Question

the vector diagram above represents the horizontal component, $f_h$, and the vertical component, $f_v$, of a 24 - newton force acting at 35° above the horizontal. what are the magnitudes of the horizontal and vertical components?
a) $f_h = 14 n$ and $f_v = 20 n$
b) $f_h = 20 n$ and $f_v = 14 n$
c) $f_h = 4.9 n$ and $f_v = 3.5 n$
d) $f_h = 3.5 n$ and $f_v = 4.9 n$

Explanation:

Step1: Find horizontal - component formula

The formula for the horizontal component of a force $F$ with an angle $\theta$ with the horizontal is $F_H = F\cos\theta$. Here, $F = 24\ N$ and $\theta=35^{\circ}$.
$F_H=24\times\cos(35^{\circ})$
Since $\cos(35^{\circ})\approx0.819$, then $F_H = 24\times0.819 = 19.656\ N\approx20\ N$.
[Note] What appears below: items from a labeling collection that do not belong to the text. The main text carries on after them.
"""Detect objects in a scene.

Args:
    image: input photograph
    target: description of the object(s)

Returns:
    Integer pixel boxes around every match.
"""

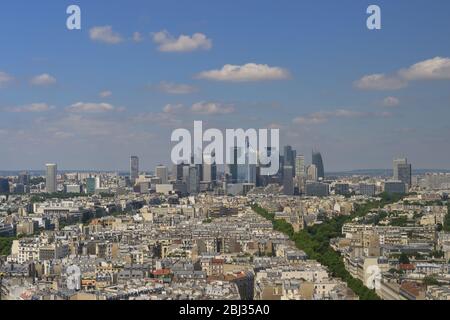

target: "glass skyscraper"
[312,151,325,179]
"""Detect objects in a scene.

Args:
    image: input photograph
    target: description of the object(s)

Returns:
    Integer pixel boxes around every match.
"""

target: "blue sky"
[0,0,450,170]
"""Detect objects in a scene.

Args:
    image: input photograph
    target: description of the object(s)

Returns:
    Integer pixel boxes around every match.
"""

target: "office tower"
[307,164,318,181]
[295,155,306,178]
[45,163,58,193]
[228,147,240,183]
[172,163,184,181]
[359,183,377,197]
[312,151,325,179]
[384,180,406,194]
[95,176,102,189]
[283,146,297,173]
[334,183,350,196]
[86,177,95,194]
[245,164,257,185]
[306,182,330,197]
[283,165,294,196]
[130,156,139,185]
[393,158,412,189]
[187,166,200,194]
[0,178,9,194]
[18,171,30,186]
[64,184,81,194]
[155,165,169,184]
[245,140,258,185]
[202,153,217,182]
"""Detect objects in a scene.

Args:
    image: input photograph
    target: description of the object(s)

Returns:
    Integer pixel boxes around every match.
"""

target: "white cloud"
[0,71,14,88]
[98,90,112,98]
[6,103,55,113]
[399,57,450,81]
[153,30,212,52]
[163,103,183,113]
[293,109,371,125]
[132,32,144,42]
[157,81,197,94]
[191,102,234,114]
[89,26,123,44]
[354,57,450,90]
[30,73,56,86]
[197,63,290,82]
[67,102,117,113]
[354,73,408,90]
[382,97,400,108]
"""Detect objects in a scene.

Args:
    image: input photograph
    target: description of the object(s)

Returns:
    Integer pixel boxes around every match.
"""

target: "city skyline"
[0,0,450,171]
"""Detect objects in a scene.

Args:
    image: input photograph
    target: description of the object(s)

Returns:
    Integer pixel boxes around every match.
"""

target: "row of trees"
[253,194,408,300]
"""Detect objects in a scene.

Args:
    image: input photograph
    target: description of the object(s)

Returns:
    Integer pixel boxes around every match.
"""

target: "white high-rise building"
[45,163,58,193]
[155,166,169,184]
[130,156,139,185]
[295,154,306,178]
[307,164,318,181]
[95,176,102,190]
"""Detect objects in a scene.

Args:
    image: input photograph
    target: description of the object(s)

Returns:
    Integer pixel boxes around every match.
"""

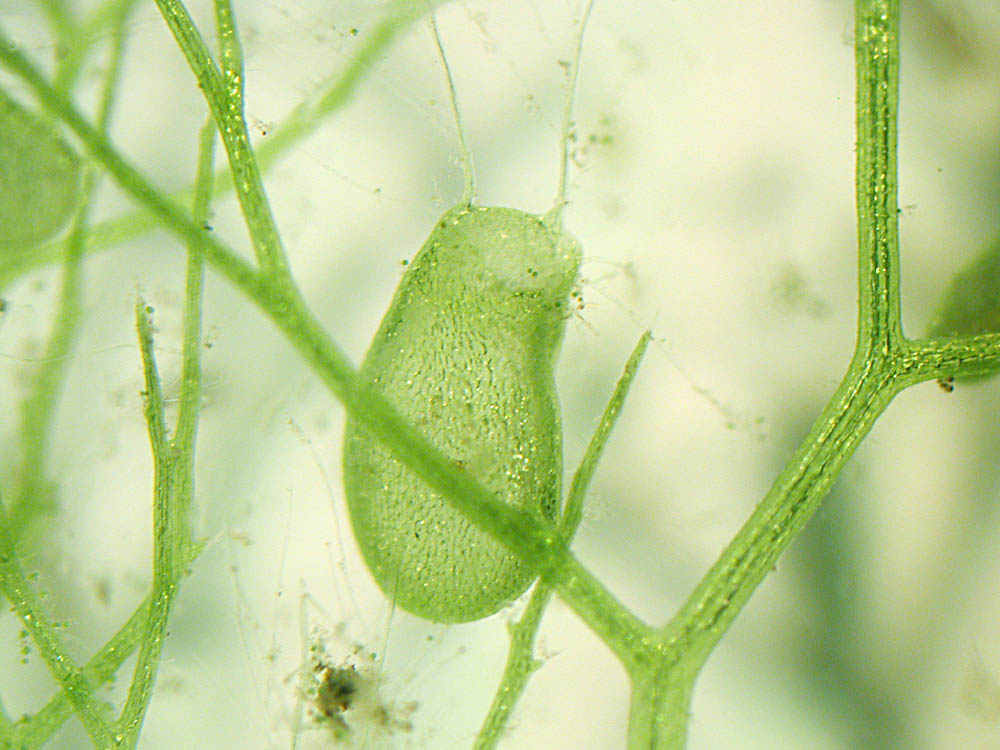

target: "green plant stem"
[474,331,652,750]
[9,2,134,539]
[14,545,202,747]
[0,0,444,291]
[0,503,113,748]
[150,0,288,272]
[0,27,651,659]
[116,299,181,750]
[629,0,906,750]
[118,122,215,750]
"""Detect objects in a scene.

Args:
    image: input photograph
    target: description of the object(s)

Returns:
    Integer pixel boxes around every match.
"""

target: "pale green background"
[0,0,1000,750]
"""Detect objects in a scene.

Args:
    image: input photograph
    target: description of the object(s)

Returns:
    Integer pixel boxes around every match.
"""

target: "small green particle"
[344,205,580,622]
[0,89,80,249]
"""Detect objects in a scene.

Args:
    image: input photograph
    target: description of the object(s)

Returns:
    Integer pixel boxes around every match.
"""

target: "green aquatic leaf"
[0,89,80,248]
[344,205,580,622]
[927,238,1000,382]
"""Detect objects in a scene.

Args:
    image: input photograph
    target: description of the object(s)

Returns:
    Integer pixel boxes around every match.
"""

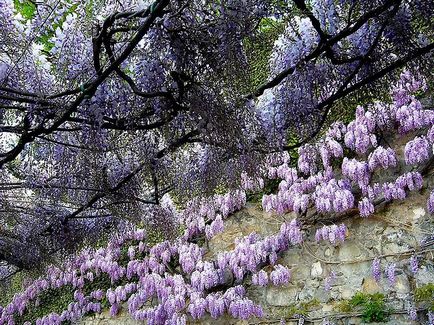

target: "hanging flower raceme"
[270,264,291,286]
[368,146,398,172]
[405,137,431,165]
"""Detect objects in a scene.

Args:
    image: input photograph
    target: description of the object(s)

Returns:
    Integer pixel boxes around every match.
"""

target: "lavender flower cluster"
[262,72,434,217]
[0,185,303,325]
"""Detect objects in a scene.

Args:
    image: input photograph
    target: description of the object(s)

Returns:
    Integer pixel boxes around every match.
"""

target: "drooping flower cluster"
[270,264,291,286]
[405,137,431,165]
[426,190,434,214]
[368,146,398,172]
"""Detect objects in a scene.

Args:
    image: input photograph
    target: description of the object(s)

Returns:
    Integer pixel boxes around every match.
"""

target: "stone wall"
[81,185,434,325]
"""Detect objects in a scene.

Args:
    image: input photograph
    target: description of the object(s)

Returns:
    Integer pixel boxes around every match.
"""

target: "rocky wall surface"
[80,184,434,325]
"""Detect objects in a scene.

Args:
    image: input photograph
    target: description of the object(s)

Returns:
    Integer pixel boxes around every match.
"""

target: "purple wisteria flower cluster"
[0,185,303,325]
[262,72,434,217]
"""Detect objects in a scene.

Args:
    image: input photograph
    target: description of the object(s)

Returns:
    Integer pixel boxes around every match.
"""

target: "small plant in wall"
[335,292,391,323]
Step2: Find vertical - component formula

The formula for the vertical component of a force $F$ with an angle $\theta$ with the horizontal is $F_V = F\sin\theta$. Here, $F = 24\ N$ and $\theta = 35^{\circ}$.
$F_V=24\times\sin(35^{\circ})$
Since $\sin(35^{\circ})\approx0.574$, then $F_V=24\times0.574 = 13.776\ N\approx14\ N$.

Answer:

B. $F_H = 20\ N$ and $F_V = 14\ N$